Rape within Our Society

In support of Planned Parenthood’s efforts to communicate the problematic reality of rape, I was asked to create a conversation about rape to advance the public dialogue. As a father with two daughters, as a son whom dearly loves his mother, as a man who has passionately loved women in my lifetime, and as a human being who believes everyone’s humanity and physicality should be respected, I jumped at the opportunity. So, I decided to begin this blog with a familiar point of departure for me. In the diversity class that I co-teach at SUNY-Plattsburgh--within our gender theme--we read an article from our unbelievable text (Readings for Diversity & Social Justice) called The Rape of Mr. Smith. In this very short but powerful (anonymous) essay a parallel is drawn between the interrogation of a female rape victim and a male robbery victim. The essay demonstrates how the law is intolerant of female rape victims in a way that isn’t on par with its tolerance for robbery victims. I will provide you an excerpt:

“Mr. Smith, you were held up at gunpoint on the corner of 16th & Locust.”
“Yes.
“Did you struggle with the robber?”
“No.”
“Why not?”
“He was armed.”
“Then you made a conscious decision to comply with his demands rather than to resist?”
“Yes.”
“Did you scream? Cry out?”
“No. I was afraid.”
“I see….
“What time did this holdup take place, Mr. Smith?”
“About 11 p.m.”
“You were out on the streets at 11 p.m.? Doing what?
“Just walking.”
“Just walking? You know that it’s dangerous being out on the street that late at night. Weren’t you aware that you could have been held up?”
“I hadn’t thought about it.”
“What were you wearing at the time, Mr. Smith?”
“Let’s see. A suit. Yes, a suit.”
“An expensive suit?”
“Well—yes.”
“In other words, Mr. Smith, you were walking around the streets late at night in a suit that practically advertised the fact that you might be a good target for some easy money, isn’t that so? I mean, if we didn’t know better, Mr. Smith, we might even think you were asking for this to happen, mightn’t we?”

I’m sure by now, you get the point. Aside from the fact that men can be raped as well, the reality of the situation is that it happens to men mostly in situations when they are incarcerated. Our women however, the women that we love, are under siege. What are we doing about it? What are you doing about it? What do you think should be done?

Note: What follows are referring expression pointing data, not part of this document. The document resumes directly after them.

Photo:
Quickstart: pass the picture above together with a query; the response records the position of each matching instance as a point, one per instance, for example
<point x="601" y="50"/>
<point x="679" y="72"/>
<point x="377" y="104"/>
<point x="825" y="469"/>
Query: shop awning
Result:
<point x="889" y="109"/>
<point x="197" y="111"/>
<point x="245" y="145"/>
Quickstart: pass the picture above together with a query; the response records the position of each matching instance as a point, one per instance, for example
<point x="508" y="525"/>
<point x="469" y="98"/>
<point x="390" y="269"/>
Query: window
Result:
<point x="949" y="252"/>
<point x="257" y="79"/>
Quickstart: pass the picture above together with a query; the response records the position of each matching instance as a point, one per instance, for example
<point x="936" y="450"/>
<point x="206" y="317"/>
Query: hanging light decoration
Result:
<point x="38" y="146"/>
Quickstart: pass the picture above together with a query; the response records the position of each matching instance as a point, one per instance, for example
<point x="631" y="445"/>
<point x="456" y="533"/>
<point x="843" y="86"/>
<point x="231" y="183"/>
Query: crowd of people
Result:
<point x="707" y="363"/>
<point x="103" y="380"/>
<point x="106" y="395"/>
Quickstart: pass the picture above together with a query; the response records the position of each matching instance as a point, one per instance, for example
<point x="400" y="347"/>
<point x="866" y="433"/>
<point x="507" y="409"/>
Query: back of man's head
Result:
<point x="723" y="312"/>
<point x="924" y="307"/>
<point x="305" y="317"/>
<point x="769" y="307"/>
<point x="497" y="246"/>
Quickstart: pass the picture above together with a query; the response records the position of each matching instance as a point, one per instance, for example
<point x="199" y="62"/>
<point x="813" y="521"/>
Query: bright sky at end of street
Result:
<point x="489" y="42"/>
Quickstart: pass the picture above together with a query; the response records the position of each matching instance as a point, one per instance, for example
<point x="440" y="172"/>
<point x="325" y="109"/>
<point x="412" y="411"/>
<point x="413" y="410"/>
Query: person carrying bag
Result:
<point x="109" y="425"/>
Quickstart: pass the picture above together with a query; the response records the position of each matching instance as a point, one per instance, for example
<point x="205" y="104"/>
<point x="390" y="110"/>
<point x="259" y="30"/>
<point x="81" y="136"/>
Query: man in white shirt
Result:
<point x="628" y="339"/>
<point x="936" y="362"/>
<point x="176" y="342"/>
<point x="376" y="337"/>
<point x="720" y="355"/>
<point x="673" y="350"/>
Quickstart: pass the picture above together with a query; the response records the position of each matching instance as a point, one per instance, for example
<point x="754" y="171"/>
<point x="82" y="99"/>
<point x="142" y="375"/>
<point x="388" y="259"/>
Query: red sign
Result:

The psychological scars that women carry who have been raped are much more than I can begin to fathom. The impact upon a woman who avoided a rape is even difficult to imagine. I have never had a woman in my life (that I know of) who was raped or almost raped, but the thought of it terrifies me. As I said earlier, I have two daughters and one of the biggest fears I have is that one day some man will target one of them. Just as much I harbor the fear that one of my daughters will be with a man who doesn’t hear no, or doesn’t understand what no actually means.

I recently had to admonish my son for not stopping when his sisters tell him to stop crowding them, or affectionately swatting them on the rear. I reinforced that teaching moment by telling him that historically men have had problems hearing "no" when they date women. I made sure he knew that the word no is especially not something for him as a young black man to ignore because historically towns have been decimated over false accusations against Black men. I told him that in many places in this country, or in many people’s mind the Angela Davis articulated “Myth of the Black Rapist” is still alive and well. I hadn’t expected to have this conversation with my then 12 year old son until much later, but it came up in the flow of conversation and he is into girls enough that I figured, what the hell, might as well.

Coincidentally, just two days ago my 10 year old daughter and I were channel surfing while grabbing a bite to eat in the kitchen and caught the very moment that Ike Turner rapes Tina Turner, his wife, in the movie “What’s Love Got to Do With It?” Since it was on cable they didn’t take it far, but ironically it went far enough for my daughter to ask me if Ike raped Tina. I wasn’t pleased to know that somehow my daughter understood, on some level, what rape was. But I told her that he did and that once upon a time a man couldn’t be convicted of raping his wife because she didn’t have the right to say no to him. I told my daughter that while our society has changed quite a bit, it hasn’t changed enough for her to not be ever vigilant about protecting herself against someone forcing himself upon her.

While no one can fully protect themselves against a rape, women can lessen the possibility of date rapes occurring by “really” talking with the young men who would like to spend time with them. I told her that it never hurts to make sure that the person you are involved with and you speak the same language when it comes to your interpretation of what “no” means.

I have always thought that when anyone is a victim of a hate crime, we are all victims of that hate crime. I have always felt that when anyone is physically abused, we are all physically abused. And yes, I have always believed that when anyone is sexually violated, we are all sexually violated. Why, because yesterday the victim lived around the corner, today across the street, and tomorrow perhaps in your home. How do we get this point across to our youth so that we can change the game? What are your thoughts? What is your story?